神戸で再び洋菓子店を開店したユーハイムは、徐々に人気を集め、バウムクーヘンは日本人の間で広く知られる存在となりました。昭和初期には宮内庁御用達となり、その名声は全国に広がっていきました。
ユーハイムは戦後、全国に店舗を拡大し、現在では百貨店や商業施設を中心に多くの直営店を展開しています。
戦後のバウムクーヘン文化の広がり
伝統的なバウムクーヘンは、職人が一層ずつ生地を重ねて焼き上げるという手間のかかる技術が必要です。
現代では機械化が進み、大量生産が可能となっていますが、依然として高級店では手作業で焼き上げる店舗も多く、製造過程を見学できる施設も人気を集めています。
第二次世界大戦後、日本は復興と共に洋菓子文化を取り戻し、バウムクーヘンもその一環として広まりました。
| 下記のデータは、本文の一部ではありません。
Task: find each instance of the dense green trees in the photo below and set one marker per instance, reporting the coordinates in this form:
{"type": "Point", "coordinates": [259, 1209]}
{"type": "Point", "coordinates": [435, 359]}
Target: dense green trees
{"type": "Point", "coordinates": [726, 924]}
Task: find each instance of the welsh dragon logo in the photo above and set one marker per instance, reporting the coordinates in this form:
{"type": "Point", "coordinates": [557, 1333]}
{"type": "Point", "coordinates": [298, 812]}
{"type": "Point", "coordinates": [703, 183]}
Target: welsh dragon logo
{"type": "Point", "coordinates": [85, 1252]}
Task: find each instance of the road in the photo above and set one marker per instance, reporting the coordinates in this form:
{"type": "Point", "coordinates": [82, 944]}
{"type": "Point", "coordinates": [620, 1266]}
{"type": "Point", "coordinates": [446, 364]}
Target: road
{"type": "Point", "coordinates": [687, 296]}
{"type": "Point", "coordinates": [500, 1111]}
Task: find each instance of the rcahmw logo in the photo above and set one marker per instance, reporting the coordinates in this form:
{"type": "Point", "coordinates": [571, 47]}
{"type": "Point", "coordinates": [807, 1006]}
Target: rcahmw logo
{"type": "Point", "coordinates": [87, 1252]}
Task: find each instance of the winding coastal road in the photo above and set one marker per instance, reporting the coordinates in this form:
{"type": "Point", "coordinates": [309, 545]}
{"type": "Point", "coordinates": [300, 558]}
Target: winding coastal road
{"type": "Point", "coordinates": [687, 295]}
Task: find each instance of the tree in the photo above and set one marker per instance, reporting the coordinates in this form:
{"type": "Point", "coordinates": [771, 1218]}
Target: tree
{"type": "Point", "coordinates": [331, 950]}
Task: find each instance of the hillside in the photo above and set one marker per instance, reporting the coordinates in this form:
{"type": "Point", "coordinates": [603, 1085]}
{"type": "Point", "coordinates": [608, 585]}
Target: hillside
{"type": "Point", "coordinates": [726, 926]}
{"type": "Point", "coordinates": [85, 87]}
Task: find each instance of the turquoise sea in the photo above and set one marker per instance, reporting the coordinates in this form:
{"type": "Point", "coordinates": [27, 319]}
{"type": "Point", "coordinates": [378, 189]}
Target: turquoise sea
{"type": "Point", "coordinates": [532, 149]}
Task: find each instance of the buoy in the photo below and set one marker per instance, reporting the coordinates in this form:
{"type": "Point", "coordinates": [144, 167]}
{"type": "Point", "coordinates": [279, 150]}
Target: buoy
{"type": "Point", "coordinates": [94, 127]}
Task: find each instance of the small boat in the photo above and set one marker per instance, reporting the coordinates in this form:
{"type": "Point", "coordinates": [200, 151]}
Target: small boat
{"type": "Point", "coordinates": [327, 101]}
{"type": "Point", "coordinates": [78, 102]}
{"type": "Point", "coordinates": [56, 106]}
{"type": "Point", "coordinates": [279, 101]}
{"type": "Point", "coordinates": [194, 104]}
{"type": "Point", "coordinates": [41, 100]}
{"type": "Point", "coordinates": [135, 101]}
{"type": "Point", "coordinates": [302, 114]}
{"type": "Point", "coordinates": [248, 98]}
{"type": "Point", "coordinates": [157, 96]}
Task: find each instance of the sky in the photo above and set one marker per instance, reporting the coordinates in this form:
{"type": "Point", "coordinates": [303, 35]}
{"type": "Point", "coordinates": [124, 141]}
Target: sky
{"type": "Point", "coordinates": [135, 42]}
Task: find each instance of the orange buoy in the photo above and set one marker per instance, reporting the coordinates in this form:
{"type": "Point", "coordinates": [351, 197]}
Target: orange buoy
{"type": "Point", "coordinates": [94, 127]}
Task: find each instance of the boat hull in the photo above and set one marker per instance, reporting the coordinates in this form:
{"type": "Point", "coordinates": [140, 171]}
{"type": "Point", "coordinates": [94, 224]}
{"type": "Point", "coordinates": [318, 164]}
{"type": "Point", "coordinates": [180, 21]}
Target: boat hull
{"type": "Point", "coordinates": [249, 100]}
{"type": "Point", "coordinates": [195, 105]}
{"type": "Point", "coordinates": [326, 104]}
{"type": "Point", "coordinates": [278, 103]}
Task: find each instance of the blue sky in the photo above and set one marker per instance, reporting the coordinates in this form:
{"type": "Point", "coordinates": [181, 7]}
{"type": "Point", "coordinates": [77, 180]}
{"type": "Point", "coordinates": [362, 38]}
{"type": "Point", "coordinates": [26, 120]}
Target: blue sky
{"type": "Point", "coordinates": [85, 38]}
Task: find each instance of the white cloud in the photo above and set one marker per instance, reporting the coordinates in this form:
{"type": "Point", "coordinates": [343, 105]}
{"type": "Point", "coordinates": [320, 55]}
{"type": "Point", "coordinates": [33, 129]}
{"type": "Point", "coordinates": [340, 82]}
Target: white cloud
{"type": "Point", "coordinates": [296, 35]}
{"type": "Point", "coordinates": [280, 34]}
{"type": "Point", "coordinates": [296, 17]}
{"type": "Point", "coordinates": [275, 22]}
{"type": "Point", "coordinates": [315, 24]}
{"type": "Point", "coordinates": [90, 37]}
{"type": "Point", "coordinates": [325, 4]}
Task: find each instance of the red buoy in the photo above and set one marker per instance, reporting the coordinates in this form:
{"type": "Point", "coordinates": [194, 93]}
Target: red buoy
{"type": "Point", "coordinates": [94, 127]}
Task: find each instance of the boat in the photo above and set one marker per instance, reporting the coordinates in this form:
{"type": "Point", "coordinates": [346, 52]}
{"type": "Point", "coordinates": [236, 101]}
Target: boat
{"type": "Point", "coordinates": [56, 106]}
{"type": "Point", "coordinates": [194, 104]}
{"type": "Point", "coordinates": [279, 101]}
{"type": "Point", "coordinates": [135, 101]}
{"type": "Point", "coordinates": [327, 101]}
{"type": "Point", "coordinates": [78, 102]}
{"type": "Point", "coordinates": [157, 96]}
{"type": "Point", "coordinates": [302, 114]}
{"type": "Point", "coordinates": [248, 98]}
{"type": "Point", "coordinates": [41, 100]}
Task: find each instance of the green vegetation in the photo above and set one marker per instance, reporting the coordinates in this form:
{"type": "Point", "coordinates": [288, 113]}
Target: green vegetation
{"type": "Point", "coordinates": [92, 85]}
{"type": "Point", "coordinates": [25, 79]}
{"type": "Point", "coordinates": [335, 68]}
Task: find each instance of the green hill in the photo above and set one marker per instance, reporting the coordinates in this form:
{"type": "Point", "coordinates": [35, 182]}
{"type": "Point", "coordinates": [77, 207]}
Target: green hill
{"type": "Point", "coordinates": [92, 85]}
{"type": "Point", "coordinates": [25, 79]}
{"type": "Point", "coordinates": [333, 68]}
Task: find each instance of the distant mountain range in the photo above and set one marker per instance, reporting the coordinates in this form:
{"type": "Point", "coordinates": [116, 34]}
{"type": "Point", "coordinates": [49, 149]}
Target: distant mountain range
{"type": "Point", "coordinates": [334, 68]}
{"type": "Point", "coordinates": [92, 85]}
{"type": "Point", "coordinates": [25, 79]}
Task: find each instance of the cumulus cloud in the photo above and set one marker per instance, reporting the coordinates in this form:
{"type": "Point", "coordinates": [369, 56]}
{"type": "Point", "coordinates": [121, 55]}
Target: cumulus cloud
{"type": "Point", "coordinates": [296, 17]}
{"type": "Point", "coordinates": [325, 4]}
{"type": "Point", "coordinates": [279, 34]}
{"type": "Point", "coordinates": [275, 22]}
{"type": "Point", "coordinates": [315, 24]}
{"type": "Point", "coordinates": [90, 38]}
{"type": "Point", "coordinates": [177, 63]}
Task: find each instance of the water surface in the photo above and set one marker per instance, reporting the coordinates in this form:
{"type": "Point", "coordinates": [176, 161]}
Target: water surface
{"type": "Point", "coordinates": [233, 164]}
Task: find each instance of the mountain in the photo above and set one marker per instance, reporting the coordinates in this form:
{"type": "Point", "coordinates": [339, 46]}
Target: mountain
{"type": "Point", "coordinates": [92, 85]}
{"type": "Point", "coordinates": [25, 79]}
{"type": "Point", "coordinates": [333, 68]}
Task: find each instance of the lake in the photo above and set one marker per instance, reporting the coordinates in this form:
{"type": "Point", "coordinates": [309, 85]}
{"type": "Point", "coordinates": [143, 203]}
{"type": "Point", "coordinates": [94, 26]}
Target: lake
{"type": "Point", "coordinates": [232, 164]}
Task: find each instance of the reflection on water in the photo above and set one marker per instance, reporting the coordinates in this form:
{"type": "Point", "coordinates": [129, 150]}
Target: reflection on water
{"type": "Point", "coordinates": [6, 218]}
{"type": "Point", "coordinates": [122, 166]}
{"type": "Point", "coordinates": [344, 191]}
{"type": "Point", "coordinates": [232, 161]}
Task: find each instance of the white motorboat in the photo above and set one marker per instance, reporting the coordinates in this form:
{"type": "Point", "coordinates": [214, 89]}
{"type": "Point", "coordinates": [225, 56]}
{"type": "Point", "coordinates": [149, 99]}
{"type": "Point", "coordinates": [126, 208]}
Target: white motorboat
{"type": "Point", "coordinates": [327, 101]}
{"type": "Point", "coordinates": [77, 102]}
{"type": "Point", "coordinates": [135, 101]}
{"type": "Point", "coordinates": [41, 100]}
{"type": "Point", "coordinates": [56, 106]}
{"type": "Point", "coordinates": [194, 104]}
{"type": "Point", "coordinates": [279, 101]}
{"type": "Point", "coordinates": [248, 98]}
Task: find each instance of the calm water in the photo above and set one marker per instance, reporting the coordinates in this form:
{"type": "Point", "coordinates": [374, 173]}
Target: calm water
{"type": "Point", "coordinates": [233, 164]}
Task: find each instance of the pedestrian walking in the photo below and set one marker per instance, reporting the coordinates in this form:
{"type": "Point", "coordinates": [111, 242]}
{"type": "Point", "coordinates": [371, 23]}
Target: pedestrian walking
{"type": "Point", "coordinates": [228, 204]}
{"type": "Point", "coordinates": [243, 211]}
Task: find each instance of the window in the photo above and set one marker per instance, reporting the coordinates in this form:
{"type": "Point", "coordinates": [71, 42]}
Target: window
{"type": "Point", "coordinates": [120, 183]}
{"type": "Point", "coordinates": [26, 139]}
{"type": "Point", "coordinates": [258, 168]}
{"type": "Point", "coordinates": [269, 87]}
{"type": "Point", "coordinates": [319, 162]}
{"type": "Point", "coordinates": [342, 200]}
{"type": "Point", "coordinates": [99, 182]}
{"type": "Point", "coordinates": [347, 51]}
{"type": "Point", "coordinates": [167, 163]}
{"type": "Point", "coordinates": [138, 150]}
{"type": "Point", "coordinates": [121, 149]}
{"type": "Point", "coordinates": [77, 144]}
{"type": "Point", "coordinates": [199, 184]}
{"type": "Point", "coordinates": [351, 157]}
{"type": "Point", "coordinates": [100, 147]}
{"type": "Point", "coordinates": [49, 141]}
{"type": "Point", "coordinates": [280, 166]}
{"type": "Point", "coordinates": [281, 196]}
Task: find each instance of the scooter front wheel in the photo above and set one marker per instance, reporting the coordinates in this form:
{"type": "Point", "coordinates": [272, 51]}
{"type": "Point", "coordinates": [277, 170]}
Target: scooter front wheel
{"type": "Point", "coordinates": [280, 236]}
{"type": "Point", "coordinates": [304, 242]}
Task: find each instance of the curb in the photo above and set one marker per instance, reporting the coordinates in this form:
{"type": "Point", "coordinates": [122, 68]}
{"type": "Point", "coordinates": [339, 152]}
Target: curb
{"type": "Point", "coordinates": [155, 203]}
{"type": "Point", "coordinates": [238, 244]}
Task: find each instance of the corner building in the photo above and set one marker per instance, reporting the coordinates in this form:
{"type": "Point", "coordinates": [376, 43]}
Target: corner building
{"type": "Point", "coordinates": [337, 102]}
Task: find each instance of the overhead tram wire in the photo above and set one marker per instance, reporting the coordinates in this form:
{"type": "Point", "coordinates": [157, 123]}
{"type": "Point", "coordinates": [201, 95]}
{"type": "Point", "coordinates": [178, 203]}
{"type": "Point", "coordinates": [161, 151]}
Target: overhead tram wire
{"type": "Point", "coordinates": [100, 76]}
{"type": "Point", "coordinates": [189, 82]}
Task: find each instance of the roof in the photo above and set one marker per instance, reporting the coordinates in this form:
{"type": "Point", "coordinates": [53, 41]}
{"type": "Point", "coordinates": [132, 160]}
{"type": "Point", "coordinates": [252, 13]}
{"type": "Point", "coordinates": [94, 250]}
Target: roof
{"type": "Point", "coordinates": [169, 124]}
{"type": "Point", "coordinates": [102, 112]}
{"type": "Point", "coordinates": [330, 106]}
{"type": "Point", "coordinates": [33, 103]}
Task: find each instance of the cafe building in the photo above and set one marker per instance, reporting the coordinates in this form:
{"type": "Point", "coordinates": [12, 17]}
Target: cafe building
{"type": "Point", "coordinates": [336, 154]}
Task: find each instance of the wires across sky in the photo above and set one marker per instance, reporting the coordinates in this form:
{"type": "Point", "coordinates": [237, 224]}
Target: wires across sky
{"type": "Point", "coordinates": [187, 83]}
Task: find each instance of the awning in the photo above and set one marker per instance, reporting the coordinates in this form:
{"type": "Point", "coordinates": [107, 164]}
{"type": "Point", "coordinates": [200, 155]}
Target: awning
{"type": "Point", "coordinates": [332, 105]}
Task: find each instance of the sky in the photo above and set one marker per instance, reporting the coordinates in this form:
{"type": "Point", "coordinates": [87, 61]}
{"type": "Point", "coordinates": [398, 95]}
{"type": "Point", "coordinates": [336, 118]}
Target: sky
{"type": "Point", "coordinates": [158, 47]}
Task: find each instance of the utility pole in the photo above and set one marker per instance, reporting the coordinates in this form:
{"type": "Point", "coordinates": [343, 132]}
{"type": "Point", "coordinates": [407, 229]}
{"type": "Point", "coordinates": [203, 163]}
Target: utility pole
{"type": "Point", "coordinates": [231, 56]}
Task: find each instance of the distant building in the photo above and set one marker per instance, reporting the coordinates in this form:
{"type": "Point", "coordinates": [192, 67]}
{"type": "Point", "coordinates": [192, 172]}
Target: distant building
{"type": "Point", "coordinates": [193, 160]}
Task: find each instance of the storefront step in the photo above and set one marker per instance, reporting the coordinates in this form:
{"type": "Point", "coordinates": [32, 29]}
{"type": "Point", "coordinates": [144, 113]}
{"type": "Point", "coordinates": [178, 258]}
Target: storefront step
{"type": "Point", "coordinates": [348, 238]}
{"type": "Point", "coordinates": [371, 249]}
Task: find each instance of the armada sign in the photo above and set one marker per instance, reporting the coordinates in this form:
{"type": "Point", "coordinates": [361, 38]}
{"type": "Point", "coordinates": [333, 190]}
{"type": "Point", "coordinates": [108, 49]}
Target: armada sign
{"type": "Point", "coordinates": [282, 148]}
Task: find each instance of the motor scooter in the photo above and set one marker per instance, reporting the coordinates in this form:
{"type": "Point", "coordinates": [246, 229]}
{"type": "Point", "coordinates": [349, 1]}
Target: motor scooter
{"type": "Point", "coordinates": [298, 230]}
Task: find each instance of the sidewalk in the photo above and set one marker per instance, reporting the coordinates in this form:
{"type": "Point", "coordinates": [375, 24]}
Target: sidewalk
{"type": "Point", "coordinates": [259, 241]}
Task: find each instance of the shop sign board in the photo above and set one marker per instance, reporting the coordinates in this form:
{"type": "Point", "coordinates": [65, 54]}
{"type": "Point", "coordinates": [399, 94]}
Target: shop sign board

全国の洋菓子店で製造が始まり、次第に日本独自のバリエーションが生まれています。
抹茶や柚子、小豆など、和の素材を活かした「和風バウムクーヘン」も登場し、贈答品や引き出物として親しまれるようになりました。
また、「輪が続く」という形状から、縁起の良い菓子としても広まりました。
まとめ
バウムクーヘンが日本に伝わった背景には、戦争という厳しい時代がありました。
それでも、異なる文化が交わることで、人々の間に新たなつながりが生まれたことは非常に貴重な歴史的事実です。
広島で披露されたバウムクーヘンが、後に原爆ドームという平和の象徴的な場所と結びついたことは、平和と文化交流の大切さを教えてくれます。
美しい年輪が重なっていくバウムクーヘンは、異なる文化が交わり、共に未来を築く希望の象徴として、多くの人に語り継がれています。